# Help! Word won't let me delete or change my document



## Jan Hurst-Nicholson (Aug 25, 2010)

Has anyone else encountered this very frustrating problem? For some strange reason every time I try to make changes to my manuscript I have to save it under another name. It says it's a Read Only, but when I check the properties the Read Only box is not ticked. 
When I try to delete the older versions it says it can't delete it because the document is open - and it's NOT open.
I've tried to copy and paste to a new window but the problem persists.
I now have a string of documents that I can't do anything with  . 

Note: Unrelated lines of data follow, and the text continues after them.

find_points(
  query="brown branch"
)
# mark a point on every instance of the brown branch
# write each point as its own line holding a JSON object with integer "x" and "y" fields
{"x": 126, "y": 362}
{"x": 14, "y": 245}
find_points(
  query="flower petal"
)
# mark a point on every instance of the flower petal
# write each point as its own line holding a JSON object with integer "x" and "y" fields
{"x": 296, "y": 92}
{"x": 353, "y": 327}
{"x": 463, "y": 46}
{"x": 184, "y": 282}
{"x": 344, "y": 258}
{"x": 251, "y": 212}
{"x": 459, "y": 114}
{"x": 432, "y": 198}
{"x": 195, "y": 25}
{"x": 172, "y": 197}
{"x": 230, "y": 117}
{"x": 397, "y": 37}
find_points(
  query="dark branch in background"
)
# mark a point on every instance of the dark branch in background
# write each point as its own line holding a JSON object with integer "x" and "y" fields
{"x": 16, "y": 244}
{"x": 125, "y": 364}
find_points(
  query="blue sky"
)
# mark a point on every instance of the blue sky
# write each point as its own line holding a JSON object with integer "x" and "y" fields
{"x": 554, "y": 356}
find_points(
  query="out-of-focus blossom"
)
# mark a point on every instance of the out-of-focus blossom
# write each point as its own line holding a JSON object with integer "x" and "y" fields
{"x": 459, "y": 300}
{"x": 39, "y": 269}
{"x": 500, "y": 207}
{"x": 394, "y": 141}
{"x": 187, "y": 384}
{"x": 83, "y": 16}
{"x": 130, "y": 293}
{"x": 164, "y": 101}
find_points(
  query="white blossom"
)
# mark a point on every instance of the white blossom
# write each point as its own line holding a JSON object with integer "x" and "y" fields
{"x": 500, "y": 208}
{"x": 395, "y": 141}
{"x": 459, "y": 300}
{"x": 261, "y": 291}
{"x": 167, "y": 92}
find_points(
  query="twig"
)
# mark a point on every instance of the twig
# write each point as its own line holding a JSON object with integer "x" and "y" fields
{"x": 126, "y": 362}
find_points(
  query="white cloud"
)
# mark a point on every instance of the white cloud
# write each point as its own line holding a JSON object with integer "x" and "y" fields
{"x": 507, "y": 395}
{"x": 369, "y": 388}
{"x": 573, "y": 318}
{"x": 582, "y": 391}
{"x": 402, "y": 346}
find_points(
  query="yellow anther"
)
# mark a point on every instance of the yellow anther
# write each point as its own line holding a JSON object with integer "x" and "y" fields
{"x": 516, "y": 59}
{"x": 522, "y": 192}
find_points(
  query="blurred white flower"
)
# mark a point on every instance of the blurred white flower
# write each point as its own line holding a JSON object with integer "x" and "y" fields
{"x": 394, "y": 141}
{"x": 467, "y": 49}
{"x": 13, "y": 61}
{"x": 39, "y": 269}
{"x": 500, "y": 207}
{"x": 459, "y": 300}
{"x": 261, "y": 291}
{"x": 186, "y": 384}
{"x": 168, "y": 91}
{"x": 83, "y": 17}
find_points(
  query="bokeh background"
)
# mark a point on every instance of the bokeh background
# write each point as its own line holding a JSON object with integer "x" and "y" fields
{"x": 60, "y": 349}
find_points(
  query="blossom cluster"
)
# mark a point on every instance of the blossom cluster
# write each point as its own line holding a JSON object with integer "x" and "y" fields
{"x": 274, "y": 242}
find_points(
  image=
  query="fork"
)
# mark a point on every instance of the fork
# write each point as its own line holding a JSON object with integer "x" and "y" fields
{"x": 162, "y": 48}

Can anyone offer an explanation? (This is the second document it's happened to.) 

Thanks


----------



## Ryan Sullivan (Jul 9, 2011)

Check that the folder it's in isn't itself set to read-only. That's my only guess.


----------



## 71089 (Jul 12, 2013)

Jan Hurst-Nicholson said:


> Has anyone else encountered this very frustrating problem? For some strange reason every time I try to make changes to my manuscript I have to save it under another name. It says it's a Read Only, but when I check the properties the Read Only box is not ticked.
> When I try to delete the older versions it says it can't delete it because the document is open - and it's NOT open.
> I've tried to copy and paste to a new window but the problem persists.
> I now have a string of documents that I can't do anything with .
> ...


Press CTRL + SHIFT + Escape (hold them all).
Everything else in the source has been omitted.